Ein paar Tage später haben sie ihr erstes Date.
Es ist der dreiundzwanzigste Dezember und er bringt Jonah, der über Weihnachten nach Hause reist, zum Flughafen.
„Bist du sicher, dass du hier alleine okay sein wirst?“, fragt Jonah ihn.
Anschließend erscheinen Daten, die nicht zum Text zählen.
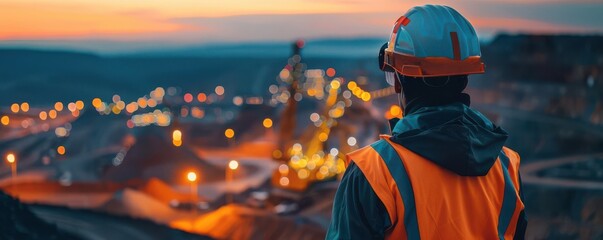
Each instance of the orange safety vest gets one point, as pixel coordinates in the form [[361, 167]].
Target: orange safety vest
[[426, 201]]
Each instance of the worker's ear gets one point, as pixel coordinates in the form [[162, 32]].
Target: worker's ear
[[397, 83]]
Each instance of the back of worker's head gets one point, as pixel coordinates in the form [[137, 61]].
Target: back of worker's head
[[431, 51], [442, 89]]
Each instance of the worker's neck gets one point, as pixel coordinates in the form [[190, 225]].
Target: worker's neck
[[420, 102]]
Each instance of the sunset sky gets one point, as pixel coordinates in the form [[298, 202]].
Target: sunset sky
[[187, 21]]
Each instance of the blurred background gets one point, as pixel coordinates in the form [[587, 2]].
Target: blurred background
[[231, 119]]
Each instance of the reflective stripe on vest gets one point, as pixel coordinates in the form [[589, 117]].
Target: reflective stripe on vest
[[398, 172], [509, 200], [426, 201]]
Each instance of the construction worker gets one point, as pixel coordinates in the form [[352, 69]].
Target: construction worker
[[444, 173]]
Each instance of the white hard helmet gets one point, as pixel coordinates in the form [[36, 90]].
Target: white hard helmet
[[431, 41]]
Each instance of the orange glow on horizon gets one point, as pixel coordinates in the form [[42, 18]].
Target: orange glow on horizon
[[132, 20]]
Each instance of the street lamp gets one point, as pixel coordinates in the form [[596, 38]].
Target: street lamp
[[177, 138], [233, 165], [229, 133], [192, 178], [12, 160]]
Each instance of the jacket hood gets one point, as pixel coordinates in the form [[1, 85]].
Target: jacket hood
[[453, 136]]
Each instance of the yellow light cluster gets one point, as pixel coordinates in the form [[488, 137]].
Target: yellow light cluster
[[358, 92], [177, 138], [394, 112], [156, 117], [318, 166]]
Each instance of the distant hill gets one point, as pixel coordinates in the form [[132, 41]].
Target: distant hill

Otter zuckt mit den Schultern. „Es wird nicht allzu schlimm. Da sind noch ein paar Drucke, die ich überarbeiten muss und ich hab ein paar Freunden versprochen, dass ich zum Essen zu ihnen komme.“
Jonah sieht besorgt aus. „Warum fährst du nicht einfach nach Hause? Ich bin sicher, deine Familie wäre glücklich, dich zu sehen. Und du könntest nach deinem Freund sehen. Wie war doch gleich sein Name? Tiger?“
„Bär“, antwortet Otter und plötzlich will er nach Hause gehen und sich mein Foto ansehen. Er hat es von neben seinem Bett in den Schrank geräumt, denn er glaubte nicht, dass Jonah Verständnis haben würde. Er hat Jonah nicht erzählt, was zwischen ihm und mir passiert ist und er glaubt nicht, dass er das jemals tun wird. Er weiß, dass er, mit genügend Zeit, Jonah lieben könnte. Er glaubt wirklich, dass er es könnte.
„Dann eben Bär“, sagt Jonah und macht eine abwinkende Geste, die Otter irgendwie irritiert. „Du solltest sie alle besuchen. Es ist immerhin Weihnachten.“
Er sieht Jonah zu, wie er ins Terminal davongeht, als er entscheidet, dass dieser Recht hat. Er war viel zu lange fort. Er beeilt sich nach Hause zu kommen und bucht online ein Flugticket. Es ist teuer und der Flug geht erst am Weihnachtstag, aber das ist es wert. Er nimmt mein Bild aus dem Schrank, setzt sich auf den Boden und sieht es sich an, bis sich das Gewicht, das immer auf seinem Herzen laste,t ein wenig hebt, nur ein klein wenig. Er fühlt sich, als betrüge er Jonah, aber er kann nicht anders. Mit Jonah zusammen zu sein, hat ihm immer das Gefühl gegeben, mich zu betrügen, auch wenn ich niemals sein gewesen bin. Er glaubt, er ist ein Monster.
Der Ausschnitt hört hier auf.